The Ku heterodimer binds to DNA ends [35]; therefore, we tested if Ku would preferentially bind to an oligonucleotide substrate with an AP site by combining full length myc-Ku70 and myc-Ku80. However, unlike myc-Ku70 and myc-Ku80 alone, the combination did not preferentially bind to the AP/C substrate as compared to the C/G (Fig. 4A, compare lanes 2 & 3, p = 0.436) and U/G (Fig. 4A, compare lanes 2 & 4, p = 0.344) substrates. Instead, the Ku heterodimer bound to all substrates, implicating end binding. Thus, the Ku heterodimer did not preferentially bind to an AP site. This observation also suggests that free Ku70 and free Ku80 do not efficiently bind to DNA ends as compared to AP sites. Therefore, free Ku70 and free Ku80, but not the Ku heterodimer, bound to AP sites.

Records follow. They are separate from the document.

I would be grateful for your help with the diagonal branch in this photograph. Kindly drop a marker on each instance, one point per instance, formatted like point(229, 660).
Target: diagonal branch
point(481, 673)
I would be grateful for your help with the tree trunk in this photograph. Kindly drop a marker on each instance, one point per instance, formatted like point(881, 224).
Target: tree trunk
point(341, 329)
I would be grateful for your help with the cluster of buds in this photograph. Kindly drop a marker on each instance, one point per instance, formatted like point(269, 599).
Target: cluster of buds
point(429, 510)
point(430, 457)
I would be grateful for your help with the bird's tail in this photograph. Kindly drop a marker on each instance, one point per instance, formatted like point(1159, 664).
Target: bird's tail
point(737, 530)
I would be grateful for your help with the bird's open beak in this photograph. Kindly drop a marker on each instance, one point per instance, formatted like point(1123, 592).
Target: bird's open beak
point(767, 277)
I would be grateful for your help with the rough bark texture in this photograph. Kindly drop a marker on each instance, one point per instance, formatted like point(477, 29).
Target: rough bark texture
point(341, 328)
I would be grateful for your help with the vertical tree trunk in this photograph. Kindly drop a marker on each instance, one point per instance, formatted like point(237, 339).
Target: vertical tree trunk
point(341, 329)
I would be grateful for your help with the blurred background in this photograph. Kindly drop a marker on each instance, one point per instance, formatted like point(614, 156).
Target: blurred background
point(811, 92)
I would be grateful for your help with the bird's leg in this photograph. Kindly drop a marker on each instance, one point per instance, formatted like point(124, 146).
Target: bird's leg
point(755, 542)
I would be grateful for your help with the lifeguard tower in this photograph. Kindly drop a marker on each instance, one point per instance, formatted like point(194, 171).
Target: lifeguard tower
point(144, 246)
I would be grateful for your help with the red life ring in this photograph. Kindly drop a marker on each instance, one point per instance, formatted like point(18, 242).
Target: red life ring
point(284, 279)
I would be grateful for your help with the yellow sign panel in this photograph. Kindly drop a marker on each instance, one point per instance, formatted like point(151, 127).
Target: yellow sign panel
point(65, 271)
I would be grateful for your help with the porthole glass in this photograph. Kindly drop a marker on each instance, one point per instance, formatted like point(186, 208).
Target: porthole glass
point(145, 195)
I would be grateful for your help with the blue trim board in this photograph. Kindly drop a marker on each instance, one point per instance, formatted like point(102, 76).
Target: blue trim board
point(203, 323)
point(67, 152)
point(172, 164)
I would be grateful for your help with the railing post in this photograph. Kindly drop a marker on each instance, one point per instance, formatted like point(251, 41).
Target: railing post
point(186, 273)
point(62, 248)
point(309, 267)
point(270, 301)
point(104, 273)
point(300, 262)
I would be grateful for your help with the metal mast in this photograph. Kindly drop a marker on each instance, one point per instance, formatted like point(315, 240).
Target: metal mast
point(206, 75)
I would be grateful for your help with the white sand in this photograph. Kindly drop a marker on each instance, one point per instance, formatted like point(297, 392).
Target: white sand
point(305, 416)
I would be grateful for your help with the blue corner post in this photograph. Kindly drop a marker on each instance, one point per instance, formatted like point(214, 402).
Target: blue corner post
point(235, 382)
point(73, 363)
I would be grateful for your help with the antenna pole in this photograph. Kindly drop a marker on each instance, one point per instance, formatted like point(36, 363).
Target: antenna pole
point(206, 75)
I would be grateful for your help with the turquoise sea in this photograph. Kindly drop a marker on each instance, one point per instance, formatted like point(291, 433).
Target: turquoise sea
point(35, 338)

N-terminal Ku70, but not C-terminal Ku70, preferentially bound to a substrate with an AP site
Mechanistically, it is not clear how free Ku70 and free Ku80 could inhibit AP site repair in wild type cells or animals. One possibility is that one subunit is degraded while leaving the other intact. Granzyme A (GzmA) cleaves Ku70 at Arg301 to separate the two Ku80 binding domains (Fig. 4B) thereby preventing formation of the Ku heterodimer [36] as a part of the caspase-independent cell death pathway in killer cell cytotoxic granules [37]. Interestingly, GzmA also cleaves APE1 to induce cell death; thus, Ku70 cleavage could further diminish BER.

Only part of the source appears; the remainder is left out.